For many years, my personal acknowledgement that Christmas is upon me has been a private recital of Bach's 'Christmas Oratorio'. This has usually taken place in the week before Christmas with the First Part (there are six) repeated at some point on the Day itself, when it was originally performed. For several years my recording of choice was from 1958, conducted by Kurt Thomas and featuring Agnes Giebel, Marga Hoffgen, Josef Traxel and Dietrich Fischer-Dieskau. I still have a great affection for this recording not least because it features the choir from 'Bach's church' St Thomas Leipzig and was recorded there. A slightly later recording of 1965 conducted by the redoubtable Karl Richter has an even more impressive line-up of soloists, Gundula Janowitz, Christa Ludwig, Fritz Wunderlich and Franz Crass and the Munich Bach Choir and Orchestra. This much admired version originally benefitting from the unsurpassed luxury presentation of the Archiv Produktion record label has the opulent feel of a musical Rolls Royce and will still be required listening for many Bach enthusiasts of 70+. The same will be true of Karl Munchinger's version (1967) on Decca - a superb recording with another stellar line up: Elly Ameling, Helen Watts, Peter Pears and Tom Krause. Fritz Werner's recording of 1963 is much venerated by connoisseurs and the first properly 'authentic' performance by Nikolaus Harnoncourt on Das Alte Werk will be self recommending for many.

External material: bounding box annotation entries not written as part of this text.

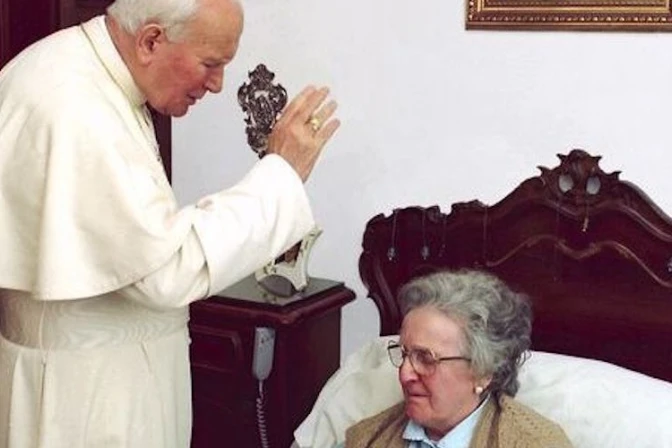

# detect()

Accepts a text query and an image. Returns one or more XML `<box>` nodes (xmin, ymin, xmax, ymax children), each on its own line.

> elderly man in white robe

<box><xmin>0</xmin><ymin>0</ymin><xmax>339</xmax><ymax>448</ymax></box>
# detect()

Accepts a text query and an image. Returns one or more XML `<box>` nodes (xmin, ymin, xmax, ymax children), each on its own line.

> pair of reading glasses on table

<box><xmin>387</xmin><ymin>341</ymin><xmax>471</xmax><ymax>375</ymax></box>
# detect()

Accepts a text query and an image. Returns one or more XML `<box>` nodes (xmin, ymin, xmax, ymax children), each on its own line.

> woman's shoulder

<box><xmin>499</xmin><ymin>396</ymin><xmax>572</xmax><ymax>448</ymax></box>
<box><xmin>345</xmin><ymin>401</ymin><xmax>407</xmax><ymax>447</ymax></box>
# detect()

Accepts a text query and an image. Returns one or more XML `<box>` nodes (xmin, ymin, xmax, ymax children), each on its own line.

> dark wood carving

<box><xmin>359</xmin><ymin>150</ymin><xmax>672</xmax><ymax>381</ymax></box>
<box><xmin>238</xmin><ymin>64</ymin><xmax>287</xmax><ymax>158</ymax></box>
<box><xmin>466</xmin><ymin>0</ymin><xmax>672</xmax><ymax>31</ymax></box>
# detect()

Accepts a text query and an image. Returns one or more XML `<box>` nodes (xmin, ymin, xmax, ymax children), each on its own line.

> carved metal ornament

<box><xmin>238</xmin><ymin>64</ymin><xmax>287</xmax><ymax>158</ymax></box>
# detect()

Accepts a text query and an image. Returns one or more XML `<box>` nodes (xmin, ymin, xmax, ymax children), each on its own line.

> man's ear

<box><xmin>135</xmin><ymin>23</ymin><xmax>167</xmax><ymax>65</ymax></box>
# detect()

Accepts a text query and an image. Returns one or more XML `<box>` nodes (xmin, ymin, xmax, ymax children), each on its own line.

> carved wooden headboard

<box><xmin>359</xmin><ymin>150</ymin><xmax>672</xmax><ymax>381</ymax></box>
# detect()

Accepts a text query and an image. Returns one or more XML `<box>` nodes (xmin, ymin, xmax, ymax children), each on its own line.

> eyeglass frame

<box><xmin>387</xmin><ymin>341</ymin><xmax>471</xmax><ymax>376</ymax></box>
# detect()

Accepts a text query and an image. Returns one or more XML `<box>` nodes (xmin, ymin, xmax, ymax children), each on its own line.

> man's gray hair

<box><xmin>399</xmin><ymin>270</ymin><xmax>532</xmax><ymax>396</ymax></box>
<box><xmin>107</xmin><ymin>0</ymin><xmax>200</xmax><ymax>41</ymax></box>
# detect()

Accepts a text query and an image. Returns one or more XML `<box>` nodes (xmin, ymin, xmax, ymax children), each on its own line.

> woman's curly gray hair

<box><xmin>399</xmin><ymin>270</ymin><xmax>532</xmax><ymax>396</ymax></box>
<box><xmin>107</xmin><ymin>0</ymin><xmax>200</xmax><ymax>41</ymax></box>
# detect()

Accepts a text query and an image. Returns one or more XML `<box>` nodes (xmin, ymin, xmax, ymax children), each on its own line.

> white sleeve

<box><xmin>120</xmin><ymin>155</ymin><xmax>315</xmax><ymax>308</ymax></box>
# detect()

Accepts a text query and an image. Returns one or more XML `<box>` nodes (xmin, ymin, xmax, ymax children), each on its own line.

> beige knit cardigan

<box><xmin>345</xmin><ymin>396</ymin><xmax>572</xmax><ymax>448</ymax></box>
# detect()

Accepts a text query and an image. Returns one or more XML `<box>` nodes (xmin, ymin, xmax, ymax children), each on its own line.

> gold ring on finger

<box><xmin>308</xmin><ymin>115</ymin><xmax>322</xmax><ymax>132</ymax></box>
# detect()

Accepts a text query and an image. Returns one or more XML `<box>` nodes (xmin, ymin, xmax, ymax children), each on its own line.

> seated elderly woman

<box><xmin>345</xmin><ymin>271</ymin><xmax>572</xmax><ymax>448</ymax></box>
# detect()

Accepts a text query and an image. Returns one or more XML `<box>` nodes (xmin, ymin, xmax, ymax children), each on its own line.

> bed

<box><xmin>295</xmin><ymin>149</ymin><xmax>672</xmax><ymax>448</ymax></box>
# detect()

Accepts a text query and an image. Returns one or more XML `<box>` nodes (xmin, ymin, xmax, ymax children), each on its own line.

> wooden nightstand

<box><xmin>189</xmin><ymin>278</ymin><xmax>355</xmax><ymax>448</ymax></box>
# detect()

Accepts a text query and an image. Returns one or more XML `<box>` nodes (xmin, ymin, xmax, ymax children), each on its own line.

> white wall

<box><xmin>173</xmin><ymin>0</ymin><xmax>672</xmax><ymax>362</ymax></box>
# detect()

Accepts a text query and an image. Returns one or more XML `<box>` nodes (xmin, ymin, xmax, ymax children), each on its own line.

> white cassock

<box><xmin>0</xmin><ymin>17</ymin><xmax>314</xmax><ymax>448</ymax></box>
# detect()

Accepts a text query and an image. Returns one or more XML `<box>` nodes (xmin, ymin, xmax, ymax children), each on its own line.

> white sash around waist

<box><xmin>0</xmin><ymin>289</ymin><xmax>189</xmax><ymax>350</ymax></box>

My favoutite recording has long been John Eliot Gardiner's 1987 version with the Monteverdi Choir, English Baroque Soloists and a pretty much ideal solo line-up of Nancy Argenta, Anne Sofie von Otter, Anthony Rolfe Johnson (Evangelist), Hans Peter Blochwitz and Olaf Bar. Blochwitz in particular is sensational: he has the ideal voice and technique for this repertoire. The choir and orchestral line up reads like a Who's Who of baroque music specialists of the day. Other later versions which have attracted admirers are from Diego Fasolis' (2003), Harnoncourt's second recording (2007), and John Butt's scholarly version, with a far smaller choir than usual (2015).


If it seems to me there are more excellent recordings of 'Christmas Oratorio' than there are of 'Messiah', then that may well be because the Handel has a cultural and sociological significance for me that the Bach lacks (as I am British not German). However I love the music of both, as music, equally. 'Christmas Oratorio' has a huge emotional range, encompassing the pure exhilarating joy of the opening chorus 'Jauchzet, frohlocket' ('Rejoice, exult'), regal pomp 'Grosse Herr' ('Great Lord'), the tenderness of the alto aria 'Schlafe, mein Liebster' ('Sleep my Dearest') and the serenity of the 'echo' soprano aria 'Flosst mein Heiland' ('My Saviour does Thy Name instil the tiniest grain of terror?). The effect of the whole is pretty much overwhelming...


The methods of the two composers differ fundamentally. As I mentioned in my previoius Blog on 'Messiah', Handel's work is more of a meditation than a narration but Bach, using the same method he adopts in his Passions, employs an Evangelist to tell the Christmas story. This is then embellished by music that involves the main characters in this story more or less directly: the shepherds are urged to hasten to Bethlehem, Mary sings a lullaby to the infant Jesus and so on. When listening to 'Messiah' I picture a large, opulent concert hall or one of the grander British cathedrals, but listening to 'Christmas Oratorio' I envisage a simply adorned, white walled Lutheran church. These carry the same spiritual and emotional weight as far as I am concerned, as do the works they represent in my mind's eye


To end with an anecdote. In 1977 a friend asked me if I'd like to attend a recording session of 'Christmas Oratorio' in King's College Chapel (he'd been a chorister and choral scholar at King's and had been asked back to augment the choir). The solo line-up was impressive on paper: Elly Ameling, Janet Baker, Robert Tear and Dietrich Fischer-Dieskau; Philip Ledger was conducting. I arrived at the Chapel full of excitement only to be told that DF-D, who'd arrived from the Dorchester in a chauffeuer driven Daimler, did not want an audience of any kind. I was, therefore, obliged to leave. It is not simply sour grapes when I say this is not a version I'd recommend!